Aaron Paul is quickly climbing a rhinestone star laden ladder in Hollywood these days. Since his ferocious breakout in the famed AMC TV series Breaking Bad, Paul has accrued more hours on his resume than he must seemingly know what to do with.
He’s a co-producer and star of the wildly popular Netflix series BoJack Horseman, in addition to headlining some premium theatrical ventures, such as Central Intelligence, with Dwayne ‘The Rock’ Johnson, that are aligning multiplex screens even as we speak. He is clearly a craftsman dedicated to the moment, and the new picture he headlines for Saban Films, called Come and Find Me, is another direct example of this.
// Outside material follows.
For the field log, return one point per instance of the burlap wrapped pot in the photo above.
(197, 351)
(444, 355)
Released this past week, and helmed by Zach Whedon (brother of television Icon Joss), the movie tells the story of David (Paul) a simple, boy next door living on the outskirts of the Los Angeles area, who enjoys a seemingly healthy relationship with his girl Claire (decent job by English actress Annabelle Wallis). One morning, quite unexpectedly, Claire goes MIA, and no cell phone tracking device, nor missing person’s report, manages to provide an answer to her whereabouts.
From here, a journey of tortuous proportions, with an endless array of false identities and masked characters infiltrate the story to tease, to misguide, to ultimately attempt to halt David from trying to figure out what’s happened to Claire. As he descends further to the truth, it becomes apparent that Claire had many, many secrets, which if known, could cost David his life.
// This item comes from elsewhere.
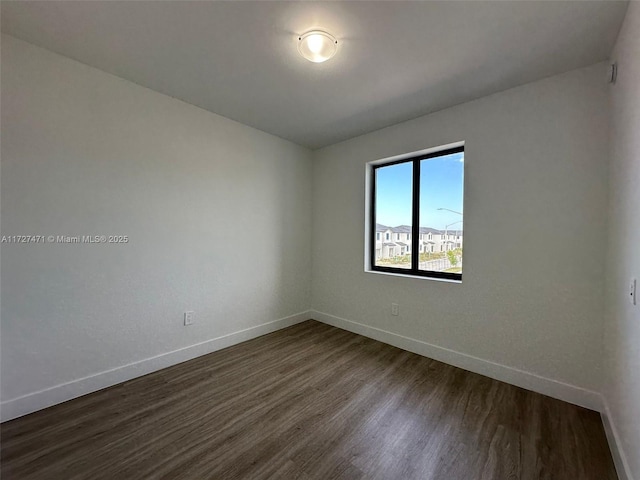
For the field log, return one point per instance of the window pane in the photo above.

It’s a pretty simple story, with no real bells or whistles to promote in flashy PR material, and yet it’s this simplicity which allows audiences to take this journey. The nuances in David and Claire’s relationship, their day jobs and how they get by as young adults, how they interact when each of them comes home at the end of the day, are all accessible, forthright glances into our own lives. These characters are excitedly relatable, especially Paul’s fine turn as David, tough when he needs to be, totally vulnerable the rest of the time. A good role for him.
He carries the film well on his shoulders, with help from co-stars Garrett Dillahunt, Terry Chen, Dean Redman, and Zachary Knighton – who personifies the true definition of a classic supporting actor; In his precious few moments onscreen – he easily subterfuges Paul’s mast and takes the scene for himself. If he keeps up this kind of good work, he’ll go very far. He has that old fashioned magical something-something about him that makes you pay attention.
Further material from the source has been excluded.